Tuesday, May 09, 2006

Diagnosis: Inconclusive

Monday was a trying day for our daughter. She was to undergo an MRI of her brain at a time in the afternoon that would be determined by other higher-priority cases before her. She was not allowed to eat solid food all day. The time of her appointment was pushed back several times. When the time finally arrived, she was put under general anesthesia so she would not move during the procedure, which lasted approximately 45 minutes. The short duration did not give her time to deal well with the anesthetic, and she was very upset when she awoke in the recovery room.

The nurses had left an IV in her arm for the tests that were to commence the following morning, and in her post-anesthesia delerium she tugged at it furiously in protest of the intrusion. After she regained consciousness, we explained that she could either leave the IV alone or have the nurses remove it and stick her again the following morning. She opted for the latter. When the needle was removed, it was obvious that her thrashing had bent it so much it wouldn't have functioned the next day anyway. Her appetite came back shortly before 9:00 PM and she enjoyed a dinner of quesadillas and a movie before bedtime.

When she awoke this morning, she had to continue without food or drink until 9:00 AM in order to undergo a fasting blood test. She did well under the circumstances, we had our regular morning routine and she even went to PT/OT before her sample was collected. True to her word the night before, she didn't protest the needle stick very much and the procedure went quickly. Afterward we had breakfast with a speech pathologist who confirmed what we already knew: that her speech, cognition, and feeding are unimpaired by this event.

After breakfast she returned to the gym for another PT session, this time together with the music therapist. He couldn't convince our daughter to play the keyboard ("Mom says I have to read from the staff instead of playing from memory, and I don't have my music books!") but she did play the drums, and his playing and singing made her PT games a bit more enjoyable. Her coordination and strength in her legs are coming back nicely. Note the photo of her balancing on her toes while she hits a beach ball with an oversized raquet.

While she played, I met with her neurologist who offered his interpretation of Monday night's MRI and commentary on her case: Her improvement thus far has been "remarkable", and the damage from this stroke appears as he had expected in the MRI. The images also confirm that she suffered a previous stroke at least 6 months ago, in a similar location on the opposite (left) side of her brain.

The neurologist reasons that bilateral ischemic stroke along with the small size and curious location of the vessels in question all but rule out trauma or a blood clot as the underlying sources of these events. He's looking at two vascular diseases that are still within the differential diagnosis: Mitochondrial myopathy, encephalopathy, lactacidosis, and stroke (MELAS) and Moyamoya disease. Both of these diseases are extremely rare, and neither would be good news for our daughter.

MELAS seems unlikely because children who suffer from it are generally very sick and developmentally delayed in many ways, wherease our daughter is otherwise in perfect health and has always been developmentally advanced. Lactic acidosis has been ruled out by numerous blood tests already, but the neurologist is proceeding with the DNA testing required to most definitively confirm or exclude this diagnosis.

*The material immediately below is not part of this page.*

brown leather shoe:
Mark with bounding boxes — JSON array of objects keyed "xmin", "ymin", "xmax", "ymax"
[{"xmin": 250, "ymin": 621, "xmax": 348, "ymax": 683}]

Moyamoya likewise seems to be an imperfect fit at this point. It would explain the apparent bilateral ischemic strokes, but a key hallmark of Moyamoya -- a particularly abnormal pattern in the cerebral arteries -- seems to be missing. In fact, all signs seem to indicate that our daughter's cerebral vasculature is totally normal.

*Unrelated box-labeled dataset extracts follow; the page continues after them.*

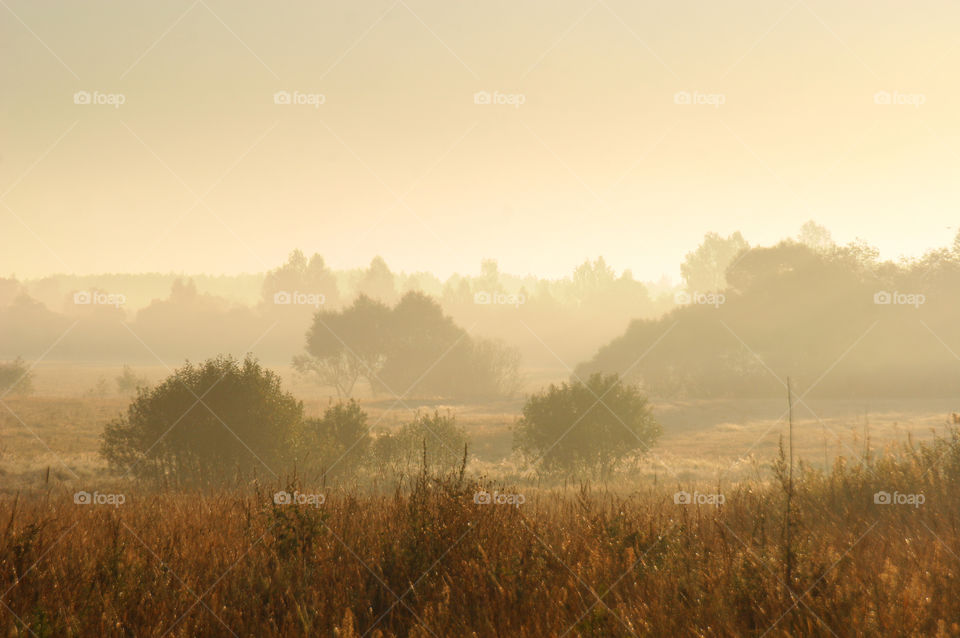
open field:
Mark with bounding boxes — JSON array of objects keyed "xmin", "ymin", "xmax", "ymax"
[
  {"xmin": 0, "ymin": 441, "xmax": 960, "ymax": 638},
  {"xmin": 0, "ymin": 364, "xmax": 958, "ymax": 489}
]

It may be that our daughter's stroke will fall among the 35% or so of pediatric strokes that are idiopathic, or have no known cause. From my current perspective, such a diagnosis would be preferable to either of the aforementioned diseases. We have another meeting with the neurologist tomorrow morning and will be sure to report on our progress in reaching a definitive diagnosis of our daughter's condition.

The rest of the day went well. Her soccer coach came to visit and brought her cards from her teammates and a soccer-ball necklace that she proudly wore for the rest of the day. An afternoon PT/OT session was complemented by a visit from a volunteer therapy dog. Upon pondering a dog among so many humans, our daughter asked: "Dad, how do the therapy dogs know what to do?" My answer of "they just know..." seemed to suffice until one of the volunteers offered that the animals have to go through a certification program before they are allowed to participate in therapy. Who knew that canine therapists needed credentials?

As for my wife and I, we're struggling to deal with the excitement evoked by our daughter's remarkable recovery from her stroke juxtaposed against the uncertainty that looms due to her inconclusive diagnosis, especially when none of the available explanations provide any intrinsic comfort. It's particularly difficult to explain to visitors who are understandably optimistic given an outward recovery that is by all measures a miracle that all may not be well with our daughter on the inside. We haven't even begun to consider how we will explain our daughter's own long-term outlook to her. How can we when it is still so uncertain and she is focused on nothing more than getting well enough to go home, and succeeding so remarkably?

At this rate it's likely that she'll be out of inpatient rehab by the end of the week. In the meantime, we're working to stay one or two moves ahead of the game by lining up our options for the next round.